Individual bankers can’t do much about the environment that has stanched the flow of de novos. The longer the de novo pipeline remains closed, fewer bankers will have experience like Hanrahan’s or Sorrentino’s—and fewer of those inclined toward entrepreneurial innovation will enter the industry.
This is bad news, Litan says. “Directionally, it cannot be good for the future health of the banking industry not to have the dynamism typically associated with new entrants.” (But ever the economist, he cautions that “how much of an adverse effect this is—namely, its quantitative impact—may not be known for some time.”)
So what can bankers do to foster that entrepreneurial spirit within their banks? Bankers from the last big wave of de novos have a few ideas as their banks hit or approach the decade mark. Sorrentino emphasizes the role of the CEO in communicating and embracing an entrepreneurial culture. Even de novos can quickly lose that edge, he says. “The entrepreneurship of starting a bank gives you a kickstart, but if it’s not supported over time, that goes away real quick.”
In an era of increasing specialization, Hanrahan encourages bankers to make conscious efforts to expose ambitious employees to all areas of the bank. “Our young, crackerjack credit department manager recently asked to sit in on our bank’s ALCO meeting,” he says. “Interest rate risk modeling has almost nothing to do with his current job responsibilities, but I love the fact that he wants to learn more about other important aspects of Capital Bank’s business.”
For Maust—who describes his employees as “bankerpreneurs”—it’s as simple as remembering that “it doesn’t have to be done the same way it’s always been done, but it doesn’t mean it has to be a radical change or departure.” At Lewis and Clark Bank, he couldn’t stand the bank’s first website, which looked indistinguishable from other community bank websites. “I tried so hard to find a marketing and branding firm that had never done a bank’s website before, and I didn’t want it to look like a bank,” he says.
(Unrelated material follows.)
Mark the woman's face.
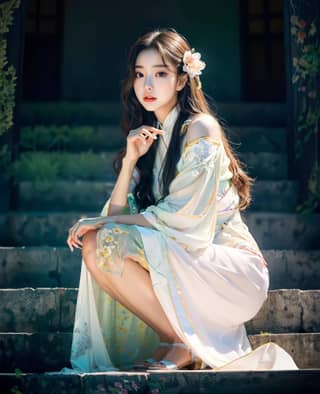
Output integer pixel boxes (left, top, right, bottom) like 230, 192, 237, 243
133, 48, 184, 123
“That creativity is still something we try to instill in our lenders,” he explains. “You still have to address risk and profitability and the customer’s needs, but it doesn’t always have to be cookie cutter.” This flexibility, he notes, is what has always set community banks apart since “we can be creative in our structuring.”
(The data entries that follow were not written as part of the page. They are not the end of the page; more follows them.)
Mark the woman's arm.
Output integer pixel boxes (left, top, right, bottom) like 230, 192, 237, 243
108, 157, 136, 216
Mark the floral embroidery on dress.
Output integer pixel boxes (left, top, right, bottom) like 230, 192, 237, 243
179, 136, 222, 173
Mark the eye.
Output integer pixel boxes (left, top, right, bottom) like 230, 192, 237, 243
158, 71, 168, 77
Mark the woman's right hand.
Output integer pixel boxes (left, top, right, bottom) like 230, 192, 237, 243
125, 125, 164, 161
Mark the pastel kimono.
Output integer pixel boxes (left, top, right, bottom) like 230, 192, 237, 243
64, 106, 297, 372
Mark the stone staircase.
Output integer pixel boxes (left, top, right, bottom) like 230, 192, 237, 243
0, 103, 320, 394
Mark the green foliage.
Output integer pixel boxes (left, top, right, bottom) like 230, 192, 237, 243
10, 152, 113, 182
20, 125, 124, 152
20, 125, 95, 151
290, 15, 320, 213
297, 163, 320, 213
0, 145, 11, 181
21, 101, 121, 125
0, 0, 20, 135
Make no mistake: starting a new bank isn’t for everyone. Sorrentino says starting ConnectOne Bank was “the biggest learning curve I ever had in my life.” Meanwhile, Hanrahan cites his father’s comment on military boot camp: “I’m so glad I did it— and I never want to do it again!”
But it’s important for the future of the nation’s banks that the de novo path be viable. “It was a blast,” Hanrahan reflects. “It was such good career development for me.”
In a world without startup opportunities, bankers who want to provide that career development to the next generation of bank leaders must foster cultures of entrepreneurship and innovation inside the bank’s walls.